Permitan esta paráfrasis del adagio latino de Hipócrates (Ars longa, vita brevis) para intentar graficar el desafío que tenemos por delante. Solo que en vez de hacerlo desde las grandes ligas que nos tienen sentados en el borde la silla (caso Odebrecht), acudamos a las historias mínimas. Redacto estas líneas desde el campo, en las inmediaciones de la comunidad de El Carmen, Chincha. Se trata de un pueblo célebre por ser una de las cunas del arte afroperuano. Tiene razón Sofía Carrillo en insistir en que se le llame afroperuano y no negro, porque en la primera denominación viaja la historia de esas personas traídas en cadenas desde África, para trabajar como esclavos en las plantaciones de la zona.

El Carmen es célebre por su música, danza y cosmopolitismo. Gran parte de ese mérito se vincula con la familia de Amador Ballumbrosio, uno de los personajes de la hermosa película peruana Sigo Siendo. Este fin de semana tuve dos experiencias vinculadas a esa familia, pero de diverso signo. La primera fue con Silvia Ballumbrosio (Silvia es francesa, pareja de Miguel, pero ella ha adoptado el apellido de su compañero, ambos músicos). Me invitó a conocer el Centro Cultural que están construyendo, en donde ya está lista la biblioteca y el resto viene de a pocos, conforme consiguen los fondos.

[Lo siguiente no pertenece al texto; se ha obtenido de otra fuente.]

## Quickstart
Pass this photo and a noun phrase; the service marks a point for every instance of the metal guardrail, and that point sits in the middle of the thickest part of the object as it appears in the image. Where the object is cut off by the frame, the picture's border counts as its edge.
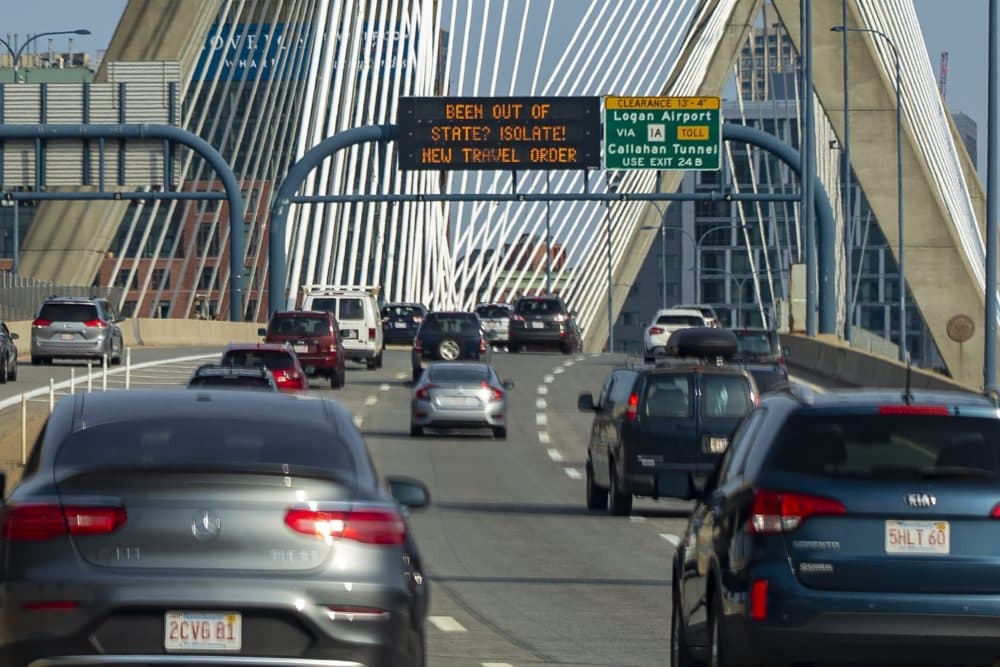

Pero así como hay iniciativas encomiables, hay graves problemas. El puente que permite llegar a El Carmen está colapsado desde el último Niño. Ya van años. El nuevo alcalde, Antonio Goyeneche Ballumbrosio (“Chin”), me contó que todo está listo para la reconstrucción, pero la burocracia no. Siempre falta una licencia, sobra un pretexto. La Reconstrucción con Cambios, aparentemente, no cambia.

Otro ejemplo: la burocracia es lenta pero la corrupción es rápida. En el auge de condominios en las inmediaciones, un lugareño que hace tres años carecía de medios económicos, emprende una veloz construcción en un terreno de diez mil metros cuadrados. Problema: ¿de dónde salieron los fondos para el negocio? Coincidencia: uno de sus familiares fue alcalde de uno de los distritos aledaños en los últimos tres años. No tienen licencias ni tiempo para tramitarlas. El lavado de activos, de ser el caso, está gobernado por la urgencia. El contraste entre el Centro Cultural y este “emprendimiento”, lo dice todo.